What Boehner and McKeon offer is the “dysfunctionality narrative,” and every once in a while Archibald and Feldman put up a quotation from their report to use as a piñata. My criticism was a proto version of theirs, absent the massive data and the economic sophistication. Boehner and McKeon, I said, take no account of “changes in the real costs of doing business — changes the universities did not impose, but changes they must live with.”

As a result, I concluded, “the statistics they invoke with such a flourish are meaningless, or, rather, are meaningful only within the bizarre and ignorant assumption that everything in the world of higher education is the same as it was in 1970,” when “student registration was still being done manually in the gym.” As a dean who encountered the rising costs of personnel, laboratory equipment, security, compliance demands, information systems and much more every day, I knew I had it basically right, but I am happy to ride (belatedly) on the coattails of people who really know what they’re talking about.

That does not mean of course that all’s right with the educational world. Archibald and Feldman say little about the other concerns — the growing army of adjuncts, the effects of tenure in a world without mandatory retirement, the widening disparity between public and private institutions, the increasing corporatization of the academy — that are taken up in the books I discussed last week.

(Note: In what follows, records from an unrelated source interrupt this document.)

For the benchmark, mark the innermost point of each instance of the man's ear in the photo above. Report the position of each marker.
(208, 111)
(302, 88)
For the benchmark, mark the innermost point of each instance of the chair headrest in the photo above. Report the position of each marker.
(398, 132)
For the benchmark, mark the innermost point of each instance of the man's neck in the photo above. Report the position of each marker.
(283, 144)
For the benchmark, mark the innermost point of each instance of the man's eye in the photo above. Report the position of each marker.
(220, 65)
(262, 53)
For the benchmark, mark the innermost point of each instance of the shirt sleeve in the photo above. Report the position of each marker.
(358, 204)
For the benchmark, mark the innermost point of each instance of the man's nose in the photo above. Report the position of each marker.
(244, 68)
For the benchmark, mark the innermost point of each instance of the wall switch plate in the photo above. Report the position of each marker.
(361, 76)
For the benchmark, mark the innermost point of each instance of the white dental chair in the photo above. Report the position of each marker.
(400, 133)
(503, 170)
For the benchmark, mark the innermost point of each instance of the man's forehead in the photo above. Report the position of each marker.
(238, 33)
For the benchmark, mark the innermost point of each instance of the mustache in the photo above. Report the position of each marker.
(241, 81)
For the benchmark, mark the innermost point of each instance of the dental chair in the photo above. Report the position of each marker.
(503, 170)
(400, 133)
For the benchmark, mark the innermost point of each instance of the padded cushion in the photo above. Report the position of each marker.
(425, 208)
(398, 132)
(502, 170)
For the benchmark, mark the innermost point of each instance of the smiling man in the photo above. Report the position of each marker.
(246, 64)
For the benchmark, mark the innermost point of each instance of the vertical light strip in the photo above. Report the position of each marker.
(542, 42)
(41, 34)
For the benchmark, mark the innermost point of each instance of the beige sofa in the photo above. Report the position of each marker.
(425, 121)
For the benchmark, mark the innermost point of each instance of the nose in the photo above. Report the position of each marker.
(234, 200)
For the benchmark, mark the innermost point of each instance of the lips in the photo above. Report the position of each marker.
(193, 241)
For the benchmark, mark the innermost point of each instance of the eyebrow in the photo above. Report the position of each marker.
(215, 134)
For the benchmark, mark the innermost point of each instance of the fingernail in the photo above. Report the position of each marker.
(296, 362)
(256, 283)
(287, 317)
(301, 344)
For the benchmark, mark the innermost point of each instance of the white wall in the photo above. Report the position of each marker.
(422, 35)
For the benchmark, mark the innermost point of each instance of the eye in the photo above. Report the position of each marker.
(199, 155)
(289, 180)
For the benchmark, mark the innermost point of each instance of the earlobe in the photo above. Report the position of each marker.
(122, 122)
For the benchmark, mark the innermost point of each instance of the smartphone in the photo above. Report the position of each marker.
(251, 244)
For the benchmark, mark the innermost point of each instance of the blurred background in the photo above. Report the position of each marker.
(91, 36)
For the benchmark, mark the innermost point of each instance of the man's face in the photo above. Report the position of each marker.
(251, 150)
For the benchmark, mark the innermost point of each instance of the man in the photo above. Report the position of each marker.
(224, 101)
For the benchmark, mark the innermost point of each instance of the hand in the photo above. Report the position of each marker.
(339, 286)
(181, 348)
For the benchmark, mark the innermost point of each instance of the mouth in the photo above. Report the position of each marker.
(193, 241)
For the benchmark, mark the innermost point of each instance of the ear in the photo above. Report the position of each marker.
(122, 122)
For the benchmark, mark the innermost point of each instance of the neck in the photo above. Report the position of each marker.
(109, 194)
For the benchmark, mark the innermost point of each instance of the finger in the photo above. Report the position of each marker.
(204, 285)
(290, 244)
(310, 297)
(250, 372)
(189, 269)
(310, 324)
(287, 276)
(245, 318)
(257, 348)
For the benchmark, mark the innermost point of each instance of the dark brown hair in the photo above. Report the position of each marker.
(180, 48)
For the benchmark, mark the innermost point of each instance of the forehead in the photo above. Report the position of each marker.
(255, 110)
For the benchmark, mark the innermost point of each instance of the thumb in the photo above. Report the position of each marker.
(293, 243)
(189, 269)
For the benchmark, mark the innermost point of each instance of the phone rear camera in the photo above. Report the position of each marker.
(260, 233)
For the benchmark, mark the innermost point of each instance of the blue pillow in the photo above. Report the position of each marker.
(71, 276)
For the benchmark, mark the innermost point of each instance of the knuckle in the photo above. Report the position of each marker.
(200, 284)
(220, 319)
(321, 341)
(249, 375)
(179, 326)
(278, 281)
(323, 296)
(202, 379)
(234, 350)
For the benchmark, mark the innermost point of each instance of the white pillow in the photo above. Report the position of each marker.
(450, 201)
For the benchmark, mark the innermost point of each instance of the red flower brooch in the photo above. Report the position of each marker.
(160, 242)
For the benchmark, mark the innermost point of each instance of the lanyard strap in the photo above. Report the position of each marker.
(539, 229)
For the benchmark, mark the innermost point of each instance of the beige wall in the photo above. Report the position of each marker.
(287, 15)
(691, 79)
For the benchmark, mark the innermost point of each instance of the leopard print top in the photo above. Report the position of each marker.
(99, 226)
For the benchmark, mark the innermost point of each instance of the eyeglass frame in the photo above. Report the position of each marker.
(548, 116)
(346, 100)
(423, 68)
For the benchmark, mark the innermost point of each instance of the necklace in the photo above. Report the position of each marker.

But by giving the lie to the “dysfunctionality narrative,” they arm every college president with a ready reply to the next legislator who, following the lead of Boehner and McKeon (and indeed of every politician since Ronald Reagan), demands that colleges and universities reform themselves from within. By taking what they call the “aerial view” — looking to “economy wide” factors — and rejecting the “close up view” of the university imagined “in a vacuum,” Archibald and Feldman allow us to say that at least in the area of costs the fault lies not in ourselves, but in the stars.